Я ничего не ответил, потому что давно уже ничего не понимал. Раньше мне казалось, что нас разделяют власти — назло, но не искусно. Выпихнув одних и замкнув других, режим только крепче объединил тех, кого разделил океан.
— Ну, какой из вас эмигрант, — польстил мне заезжий соотечественник, — так, гастарбайтер.
Зато теперь, боясь, что заблуждения верхов стали убеждениями низов, я даже с бывшими единомышленниками предпочитаю говорить о погоде и не по телефону.
Метрополию и диаспору разделяет история: у них она есть, у нас была.
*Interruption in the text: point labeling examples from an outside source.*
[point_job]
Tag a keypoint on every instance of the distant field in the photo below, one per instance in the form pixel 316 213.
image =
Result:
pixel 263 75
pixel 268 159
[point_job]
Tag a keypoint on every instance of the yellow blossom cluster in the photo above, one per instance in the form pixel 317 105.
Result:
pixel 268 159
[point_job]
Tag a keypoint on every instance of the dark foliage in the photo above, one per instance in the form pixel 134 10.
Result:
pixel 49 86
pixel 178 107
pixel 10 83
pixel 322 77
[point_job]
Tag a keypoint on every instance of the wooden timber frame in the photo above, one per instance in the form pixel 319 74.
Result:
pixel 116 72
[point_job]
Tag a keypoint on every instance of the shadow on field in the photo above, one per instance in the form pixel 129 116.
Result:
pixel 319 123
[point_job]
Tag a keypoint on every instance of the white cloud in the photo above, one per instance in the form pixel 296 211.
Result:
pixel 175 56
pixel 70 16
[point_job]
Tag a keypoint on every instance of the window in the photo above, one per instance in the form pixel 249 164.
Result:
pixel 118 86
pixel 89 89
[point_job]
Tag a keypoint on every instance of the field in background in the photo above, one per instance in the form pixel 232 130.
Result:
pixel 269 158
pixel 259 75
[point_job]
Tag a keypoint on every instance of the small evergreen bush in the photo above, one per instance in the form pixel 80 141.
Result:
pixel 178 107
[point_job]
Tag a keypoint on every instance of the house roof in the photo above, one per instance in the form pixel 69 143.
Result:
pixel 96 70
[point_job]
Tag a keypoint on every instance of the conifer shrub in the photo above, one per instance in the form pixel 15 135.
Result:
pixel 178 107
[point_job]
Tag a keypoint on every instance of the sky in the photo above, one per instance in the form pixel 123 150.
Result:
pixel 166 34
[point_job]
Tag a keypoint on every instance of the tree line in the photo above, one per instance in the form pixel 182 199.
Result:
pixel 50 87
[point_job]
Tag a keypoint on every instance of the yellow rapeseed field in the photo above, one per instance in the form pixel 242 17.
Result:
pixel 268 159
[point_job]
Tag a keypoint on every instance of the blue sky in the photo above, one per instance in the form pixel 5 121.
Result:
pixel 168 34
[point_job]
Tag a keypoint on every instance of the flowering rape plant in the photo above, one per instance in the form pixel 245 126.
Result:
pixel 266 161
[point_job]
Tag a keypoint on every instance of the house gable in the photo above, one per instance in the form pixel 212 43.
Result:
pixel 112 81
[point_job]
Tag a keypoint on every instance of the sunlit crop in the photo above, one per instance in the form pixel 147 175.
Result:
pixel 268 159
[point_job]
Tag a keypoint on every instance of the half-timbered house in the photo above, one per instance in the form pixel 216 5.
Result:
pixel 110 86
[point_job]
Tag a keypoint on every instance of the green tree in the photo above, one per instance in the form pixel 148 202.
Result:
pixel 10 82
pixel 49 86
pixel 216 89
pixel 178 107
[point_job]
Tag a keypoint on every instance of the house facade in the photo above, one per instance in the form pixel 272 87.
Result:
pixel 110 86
В Хэнкоке история образует общину, застывшую в прошлом, как муха в мезозое. Верхняя граница проходит по актерам — кто кого узнает. Нижняя — по отечественному телевизору, безотказному средству связи с героями прежнего времени: Ленин, Сталин, Хрущёв и другие приключения Шурика.
Вызов истории, утверждал ее великий знаток Арнольд Тойнби, должен быть достаточно сильным, чтобы разбудить культуру, но не таким разрушительным, чтобы ее уничтожить. В редких случаях устанавливается равновесие, которое вводит в ступор и превращает в окаменелость.
Одну такую я держу вместо назидания на письменном столе. 45 миллионов лет назад она была рыбой. Светлый песчаник Вайоминга сохранил ее смутный, как на Туринской плащанице, облик. Для ископаемой рыба удивительно похожа на уклейку — мелкая, костлявая, с тупой и грустной мордой. Значительного в ней только возраст.